I’ve just finished one exciting read dived right into another.
The first is Outcast, the opening volume of the new Star Wars: Fate of the Jedi series by Aaron Allston. The nine-book series picks up 40 years after the end of Return of the Jedi, when the galaxy is still recovering from the crippling Yuuzhan Vong invasion and the havoc wrought by Darth Caedus, the self-styled Sith Lord formerly known as Jacen Solo.
Luke Skywalker, accused of dereliction of duty as leader of the Jedi Order after his nephew’s destructive fall to the dark side, accepts a plea deal that sends him into exile.

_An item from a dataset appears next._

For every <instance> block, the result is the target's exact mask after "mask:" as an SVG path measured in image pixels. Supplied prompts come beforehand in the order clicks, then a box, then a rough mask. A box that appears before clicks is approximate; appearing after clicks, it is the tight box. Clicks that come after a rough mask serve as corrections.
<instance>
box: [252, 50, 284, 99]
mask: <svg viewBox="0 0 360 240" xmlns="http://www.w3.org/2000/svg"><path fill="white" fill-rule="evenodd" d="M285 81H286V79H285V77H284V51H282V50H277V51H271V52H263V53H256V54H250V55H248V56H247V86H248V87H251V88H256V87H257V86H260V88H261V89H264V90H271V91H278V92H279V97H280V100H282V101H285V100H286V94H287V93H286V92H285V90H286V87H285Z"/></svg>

With his young son Ben in tow, he retraces Jacen’s winding path to find the root of his evil. This first outing takes the Skywalkers to a remote monastery full of dangerous secrets.
Meanwhile, the Jedi back on Coruscant must find a way to deal peacefully with increasing government oversight and interference, leading to an exploration of what it means to be a Jedi anyway. What kind of role can they can have after one of their own went on a rampage against the galaxy?
Outcast is a great read, with lots of action — and strangely, no space combat to speak of. The closest it gets is a roller-coaster ride through the fabled Spice Mines of Kessel and an air pursuit through the urban canyons of Coruscant. This is fine, because while Allson is adept at writing these scenes (see his entries in the X-Wing and New Jedi Order series) they tend by their very nature to get bogged down in detail. This is the establishing chapter of a series and needed to be quick on its feet with the characterizations.
Star Wars: Fate of the Jedi — Outcast by Aaron Allston, $25, Del Rey
The Language of Bees
The book I’m reading now is even more gripping — and you can’t even read it yet! I snagged a review copy of Laurie R. King’s Language of Bees, which is the ninth entry in the Mary Russell series (and my first experience with same). If you want to get a sneak peek, you can read the first two chapters on PDF. Don’t know Mary Russell? She’s the wife of Sherlock Holmes, of course. After the Great Detective’s retirement to the countryside to raise bees he met and married this extraordinary woman, his equal in wits and more.
A proper review is forthcoming, but I can already tell that I’ll be hunting down all the previous exploits of Mr. and Mrs. Holmes, staring with The Beekeeper’s Apprentice. Everything I’ve read so far has jibed especially well with the classic Arthur Conan Doyle stories of the famous consulting detective of Baker Street.
Mark your calendar: Language of Bees will be released April 28. King is scheduled to make an appearance 3 p.m. May 9 at The Poisoned Pen, 4014 N Goldwater Blvd., Suite 101, Scottsdale.